Strong Ties to Lehigh
His success story led the Lehigh Lawyers Association to honor Verma at its annual spring award dinner on May 2 at the Penn Club in New York City.
“It was a really special night,” he says. “The Lehigh Lawyers Association is a group of amazing, talented people. I was gratified to see a lot of my former Lambda Chi fraternity members show up as well.”
Verma says his deep connections to Lehigh, which include past service on the Alumni Association board, as a Young Alumni trustee, a member of the Board of Trustees, and the 2019 commencement speaker, stems from the sense of community he discovered as a student.

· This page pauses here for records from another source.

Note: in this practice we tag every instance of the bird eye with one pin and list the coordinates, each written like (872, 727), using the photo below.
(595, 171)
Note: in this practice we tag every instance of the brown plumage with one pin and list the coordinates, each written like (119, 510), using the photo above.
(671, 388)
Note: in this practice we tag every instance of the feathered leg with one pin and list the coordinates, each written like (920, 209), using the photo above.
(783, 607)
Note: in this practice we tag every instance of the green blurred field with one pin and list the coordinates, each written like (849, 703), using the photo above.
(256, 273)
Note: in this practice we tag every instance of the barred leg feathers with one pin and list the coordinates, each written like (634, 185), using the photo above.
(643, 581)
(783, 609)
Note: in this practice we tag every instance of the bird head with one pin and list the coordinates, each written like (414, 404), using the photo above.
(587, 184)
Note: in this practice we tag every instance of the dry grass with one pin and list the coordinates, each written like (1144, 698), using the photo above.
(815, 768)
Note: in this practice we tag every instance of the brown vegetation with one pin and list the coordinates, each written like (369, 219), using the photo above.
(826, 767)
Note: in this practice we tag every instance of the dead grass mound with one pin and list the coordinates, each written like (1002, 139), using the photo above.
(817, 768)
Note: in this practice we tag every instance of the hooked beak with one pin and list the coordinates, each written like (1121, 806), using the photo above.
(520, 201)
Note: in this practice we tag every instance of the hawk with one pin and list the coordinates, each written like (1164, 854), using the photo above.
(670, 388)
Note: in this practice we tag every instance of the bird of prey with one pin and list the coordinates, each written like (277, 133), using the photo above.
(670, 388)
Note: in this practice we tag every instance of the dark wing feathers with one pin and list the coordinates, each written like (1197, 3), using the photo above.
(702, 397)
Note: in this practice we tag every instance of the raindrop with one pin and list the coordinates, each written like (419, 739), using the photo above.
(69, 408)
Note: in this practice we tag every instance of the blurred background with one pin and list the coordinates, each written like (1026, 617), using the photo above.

“It’s about standing up for each other and taking care of one another,” he says. “I’ve seen that in the Lehigh community for over 34 years now. It really is a network of faculty and staff who look out for you, not just while you’re a student but after graduation as well. It sounds like a cliché, but it’s real: You have this lifelong family.”
Passage to India
Verma attended Lehigh with an Air Force ROTC scholarship and an industrial engineering major. He says he thought he would pursue astronaut training, but subjects like advanced calculus and thermodynamics redirected him to his strengths in the liberal arts, particularly law and policy. Working in Washington, D.C., during summer and winter breaks for U.S. Rep. John P. Murtha, who chaired the House Appropriations Subcommittee on Defense, solidified his career path.
Verma’s experiences in the Air Force, in private law practice, as senior national security adviser for U.S. Senate Majority Leader Harry Reid, and as assistant secretary of state for legislative affairs under Secretary of State Hillary Clinton led him to the role of U.S. ambassador to India in December 2014. He was the first Indian American to serve in the position.

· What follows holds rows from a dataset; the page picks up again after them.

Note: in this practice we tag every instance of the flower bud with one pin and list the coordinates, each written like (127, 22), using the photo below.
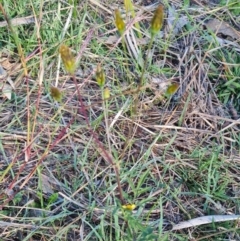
(68, 59)
(100, 76)
(157, 20)
(119, 22)
(56, 93)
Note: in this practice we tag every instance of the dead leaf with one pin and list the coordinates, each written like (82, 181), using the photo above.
(223, 28)
(205, 220)
(175, 22)
(19, 21)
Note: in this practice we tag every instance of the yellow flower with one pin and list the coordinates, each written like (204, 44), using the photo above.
(119, 22)
(100, 76)
(56, 93)
(172, 89)
(157, 20)
(129, 207)
(68, 59)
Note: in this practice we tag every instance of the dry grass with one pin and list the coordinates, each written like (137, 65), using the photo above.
(178, 157)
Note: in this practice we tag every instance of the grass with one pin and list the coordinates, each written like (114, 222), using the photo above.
(177, 155)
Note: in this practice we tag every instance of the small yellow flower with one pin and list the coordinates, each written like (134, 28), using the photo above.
(68, 59)
(100, 76)
(56, 93)
(129, 207)
(106, 94)
(119, 22)
(157, 20)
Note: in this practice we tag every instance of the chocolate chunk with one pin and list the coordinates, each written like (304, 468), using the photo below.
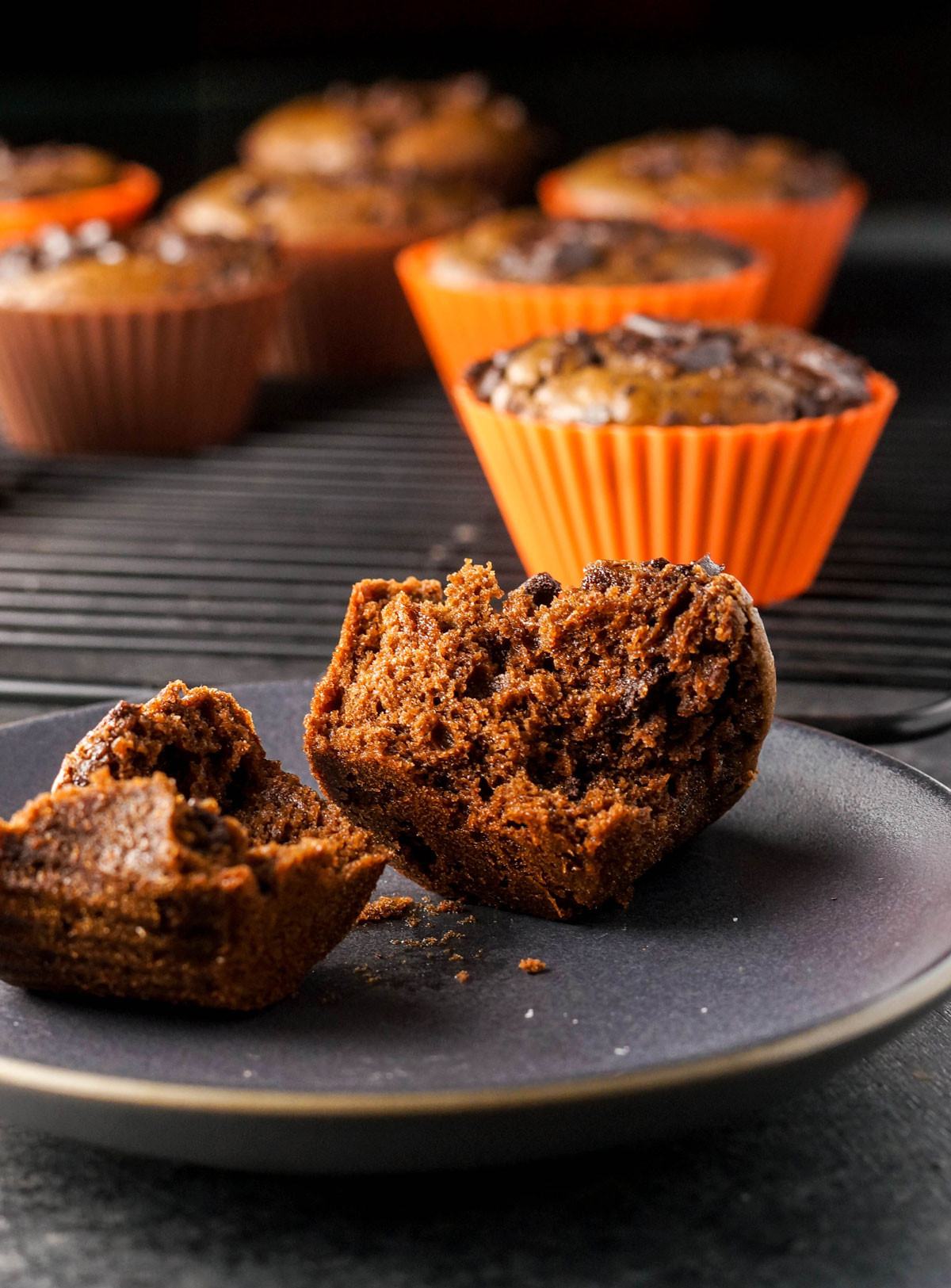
(713, 352)
(709, 567)
(606, 573)
(541, 587)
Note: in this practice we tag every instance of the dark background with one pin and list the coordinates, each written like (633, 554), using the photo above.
(173, 86)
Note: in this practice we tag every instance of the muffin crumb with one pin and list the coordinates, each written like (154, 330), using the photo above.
(387, 908)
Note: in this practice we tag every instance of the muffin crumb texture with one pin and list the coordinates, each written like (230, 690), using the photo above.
(174, 862)
(541, 756)
(656, 371)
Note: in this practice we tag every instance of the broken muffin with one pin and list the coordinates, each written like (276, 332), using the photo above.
(543, 756)
(174, 862)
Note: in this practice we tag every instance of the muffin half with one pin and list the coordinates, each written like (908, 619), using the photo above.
(543, 756)
(174, 862)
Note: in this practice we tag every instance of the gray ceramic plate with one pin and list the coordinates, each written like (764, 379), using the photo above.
(796, 933)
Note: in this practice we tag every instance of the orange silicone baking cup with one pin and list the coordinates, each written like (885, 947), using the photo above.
(461, 323)
(804, 240)
(765, 500)
(119, 204)
(160, 377)
(346, 313)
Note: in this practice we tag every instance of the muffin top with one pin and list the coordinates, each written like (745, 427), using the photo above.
(444, 128)
(695, 168)
(651, 371)
(531, 247)
(90, 267)
(53, 168)
(298, 209)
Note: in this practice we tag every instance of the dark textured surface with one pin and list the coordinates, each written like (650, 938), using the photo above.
(823, 889)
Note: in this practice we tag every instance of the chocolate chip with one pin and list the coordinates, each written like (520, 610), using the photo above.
(541, 587)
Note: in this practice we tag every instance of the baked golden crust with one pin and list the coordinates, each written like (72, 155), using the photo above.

“It was the honor of a lifetime to go back to the place where my parents were raised and lived through difficult times with India’s independence movement and the partition in South Asia,” he says. “I got to see the places where my mom taught school, my dad taught school, where my mom settled as a refugee. People who knew my parents filled in the blanks of their lives for me.”

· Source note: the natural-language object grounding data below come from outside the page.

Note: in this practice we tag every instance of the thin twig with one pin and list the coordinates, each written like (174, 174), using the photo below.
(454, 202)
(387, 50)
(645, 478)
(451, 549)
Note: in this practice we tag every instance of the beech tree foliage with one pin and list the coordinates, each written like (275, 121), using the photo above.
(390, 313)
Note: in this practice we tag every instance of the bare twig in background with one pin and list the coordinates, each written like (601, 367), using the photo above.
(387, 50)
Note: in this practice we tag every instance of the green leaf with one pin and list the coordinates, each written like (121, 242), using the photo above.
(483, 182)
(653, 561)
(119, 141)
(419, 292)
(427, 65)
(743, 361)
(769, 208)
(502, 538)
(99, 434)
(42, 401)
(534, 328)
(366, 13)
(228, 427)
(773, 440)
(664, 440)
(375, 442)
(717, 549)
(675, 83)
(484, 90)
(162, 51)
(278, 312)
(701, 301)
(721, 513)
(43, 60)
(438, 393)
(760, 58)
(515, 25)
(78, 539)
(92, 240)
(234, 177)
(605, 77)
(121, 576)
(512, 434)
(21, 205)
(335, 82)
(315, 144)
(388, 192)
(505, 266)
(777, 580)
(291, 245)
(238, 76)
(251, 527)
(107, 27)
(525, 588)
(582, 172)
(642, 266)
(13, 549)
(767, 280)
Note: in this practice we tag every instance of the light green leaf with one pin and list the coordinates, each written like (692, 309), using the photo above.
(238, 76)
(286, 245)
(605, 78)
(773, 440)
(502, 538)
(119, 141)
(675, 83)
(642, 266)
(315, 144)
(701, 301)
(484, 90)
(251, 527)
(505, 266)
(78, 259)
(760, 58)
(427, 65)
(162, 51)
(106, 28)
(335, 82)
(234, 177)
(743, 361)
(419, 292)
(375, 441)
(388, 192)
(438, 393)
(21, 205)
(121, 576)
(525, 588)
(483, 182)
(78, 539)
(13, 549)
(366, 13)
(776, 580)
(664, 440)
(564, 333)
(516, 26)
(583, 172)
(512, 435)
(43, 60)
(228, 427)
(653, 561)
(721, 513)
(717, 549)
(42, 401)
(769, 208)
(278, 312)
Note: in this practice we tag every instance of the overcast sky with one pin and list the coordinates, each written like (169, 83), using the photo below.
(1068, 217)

Embracing a Deeper Relationship
The major challenge of his ambassador role, Verma says, was overcoming what India Prime Minister Narendra Modi calls “the hesitations of history.”
“What he means by that is we had decades where we were not cooperating, where we were not necessarily close partners, and we were lined up very differently,” Verma explains. “That doesn’t just change overnight. So, you’ve got to understand history, why things happened the way they did, and figure out how to build your way out of it with new partnerships, trusted relationships, and new initiatives. The most challenging part was embracing and constructing a relationship for this century that was not bogged down by what had happened in the prior century.”
Verma hit the ground running as President Barack Obama, Secretary of State John Kerry, and Secretary of Commerce Penny Pritzker all made separate visits to India within his first 30 days there.
“That gave a sense of how intense this was going to be and frankly how fun and fulfilling an assignment it was,” he says.
The U.S.-India relationship deepened considerably across issues such as defense, trade, and mitigating climate change. Verma became the first in his position to visit all 29 Indian states. Forbes called him “one of the most consequential envoys ever to occupy the prestigious post … [who] raised the partnership to unparalleled heights in virtually every arena of bilateral cooperation.”
Answering Another Call to Serve
After serving as ambassador from 2014-17, Verma returned to the private sector until U.S. Secretary of State Antony Blinken asked him to serve as deputy secretary of state for management and resources. He began in April 2023 and has led a department-wide modernization program, ensuring the State Department and its 80,000 people around the world have the tools, training, and resources to compete in a challenging global geopolitical environment.
“It’s a great honor to be in this position,” Verma says. “As everyone knows, it’s not a quiet or calm time in global affairs, which makes this job even more challenging. In the first 14 months, I’ve been to 46 embassies and consulates around the world. I’ve come back really inspired by our people, who are doing a complicated, difficult mission on behalf of the American people.”